Spider-Man: Homecoming

Aida Vucic | 07/07/2017

Following on from the mammoth success of DC’s Wonder Woman, Marvel tries its hand once again at the friendly neighbourhood superhero. It’s been a killer year for superheroes, and Spider-Man: Homecoming continues the trend, serving up action and an abundance of laughs that will almost make you forget the infighting and gloom of Captain America: Civil War.

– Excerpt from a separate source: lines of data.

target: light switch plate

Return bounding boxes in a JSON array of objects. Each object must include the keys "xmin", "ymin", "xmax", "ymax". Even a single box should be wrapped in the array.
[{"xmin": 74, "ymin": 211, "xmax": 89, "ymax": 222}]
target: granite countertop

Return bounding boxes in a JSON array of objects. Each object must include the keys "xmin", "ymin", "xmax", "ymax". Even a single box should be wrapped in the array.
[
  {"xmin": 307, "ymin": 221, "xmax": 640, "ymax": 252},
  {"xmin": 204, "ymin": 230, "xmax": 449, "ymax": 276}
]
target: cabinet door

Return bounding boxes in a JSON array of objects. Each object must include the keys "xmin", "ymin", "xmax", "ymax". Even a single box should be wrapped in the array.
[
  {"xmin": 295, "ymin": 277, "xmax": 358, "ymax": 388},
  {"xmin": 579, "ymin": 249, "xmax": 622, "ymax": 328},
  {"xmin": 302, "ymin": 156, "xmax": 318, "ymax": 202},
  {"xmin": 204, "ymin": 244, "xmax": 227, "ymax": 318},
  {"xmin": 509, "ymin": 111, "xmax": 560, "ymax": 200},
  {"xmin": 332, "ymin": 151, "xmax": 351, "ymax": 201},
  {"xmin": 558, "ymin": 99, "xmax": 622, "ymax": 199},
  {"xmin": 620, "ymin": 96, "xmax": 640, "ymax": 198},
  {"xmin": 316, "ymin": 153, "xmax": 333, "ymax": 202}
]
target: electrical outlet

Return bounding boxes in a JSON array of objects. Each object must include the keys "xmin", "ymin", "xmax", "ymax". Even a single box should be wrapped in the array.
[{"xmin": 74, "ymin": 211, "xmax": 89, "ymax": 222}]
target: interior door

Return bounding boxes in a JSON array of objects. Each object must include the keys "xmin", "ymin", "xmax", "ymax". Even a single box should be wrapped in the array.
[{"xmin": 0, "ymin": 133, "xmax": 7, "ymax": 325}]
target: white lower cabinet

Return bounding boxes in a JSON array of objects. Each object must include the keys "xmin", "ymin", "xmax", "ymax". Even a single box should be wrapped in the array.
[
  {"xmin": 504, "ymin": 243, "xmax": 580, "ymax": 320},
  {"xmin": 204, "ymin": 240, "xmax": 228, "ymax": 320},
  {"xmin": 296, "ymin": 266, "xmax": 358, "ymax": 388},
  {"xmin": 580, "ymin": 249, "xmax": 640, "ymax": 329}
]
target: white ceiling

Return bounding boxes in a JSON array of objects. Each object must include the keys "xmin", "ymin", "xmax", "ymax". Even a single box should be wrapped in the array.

Our beloved Peter Parker returns, younger than we’ve previously seen him and arguably with the best casting yet, as Tom Holland continues his run as the titular character. This is certainly a different tale than the earlier instalments that focused on Peter’s unfortunate past. Picking up from the first sighting of Spider-Man in Captain America: Civil War, we meet Peter Parker through the lens of his own iPhone camera. He’s a fast talking, wide-eyed, 15-year-old high school student, who’s eager to join the ranks of the Avengers after being plucked from obscurity by a certain Stark. Alas, Tony (Robert Downey Jr.) refuses to let him join until he passes his training wheels course, instead putting restrictions on his suit and keeping him under the watchful eye of Happy Hogan (Jon Favreau). Peter’s bound to the superhero tasks of providing elderly women with directions and stopping push bike robberies. He pines away like a forgotten puppy, quitting all of his extra-curricular school activities and barely experiencing the joys of adolescence while he waits for that call from Tony about a mission that will never come. When a series of alien-powered weapons hit the streets, along with a mysterious metallic birdsuit wearing villain, Peter sees his shot to do something real.

 

The film has the typical makings of a superhero film (hero + villain + love interest = superhero film), yet it differs from standard Marvel fare by shedding the dark shadow that has accompanied this genre and creating a more light-hearted, fun and playful story. Even the now standard third act CGI villain has been toned down to a mere mortal man, capitalising on the alien technology that has accompanied the arrival of the Avengers to engineer high powered weapons as a means of earning an income and supporting his family. Not to disparage the alien villains before, but at last in this film we’re met with a villain we’re more familiar with; human nature. This storyline also makes for a more sustainable tale, which, with any luck, means no more rebooting and we can actually have this Spider-Man around for a while!

 

Holland gives a spectacular performance as the wiry (yet surprisingly buff when his shirt comes off) superhero, and retains the humour that so enamoured his character to us in Civil War. Director Jon Watts serves up some spectacular action scenes too. The Washington Monument sequence is just as tense and threatening as a city dropping from the sky, and watching Spider-Man try to web together a splitting Ferry in the middle of a harbour is as immersive and entertaining as any bigger scale action sequence. Watts realises that the audience is tired of watching superhumans punch each other repeatedly as cities fall from the heavens, and instead gives us a look at how exactly someone with spider powers can save the world, one crime-stopping adventure at a time. Having Spidey work out how to turn a plane that is about to crash, or how to use a web grenade, is way more interesting than all the CGI-driven world-ending hyper battles seen in recent times. It’s a trend that was probably started with Civil War, but here it’s taken to the nth degree and really hammers home how enjoyable a superhero movie can be when you dial it back a bit.

 

Of course, it wouldn’t be a Marvel film if there wasn’t a cameo appearance from another Avenger, and Spider-Man: Homecoming is no exception. Ironman and Captain American both make appearances, with the former adding an absent father figure dynamic while the latter is used primarily for comedic effect. While this would typically feel as though we’re being force fed Marvel propaganda, here their appearances (particularly Tony’s) don’t distract from the tale. That’s more than can be said for Stan Lee’s cameo, which once again makes the case to retire his filmic presence. Luckily, it’s a minor part of a film that, for the vast majority of its runtime, is hugely enjoyable.

Conclusion

DC may have got some early runs on the board this year, but Marvel strikes back with a funny, low-key and utterly enjoyable take on our friendly neighbourhood Spider.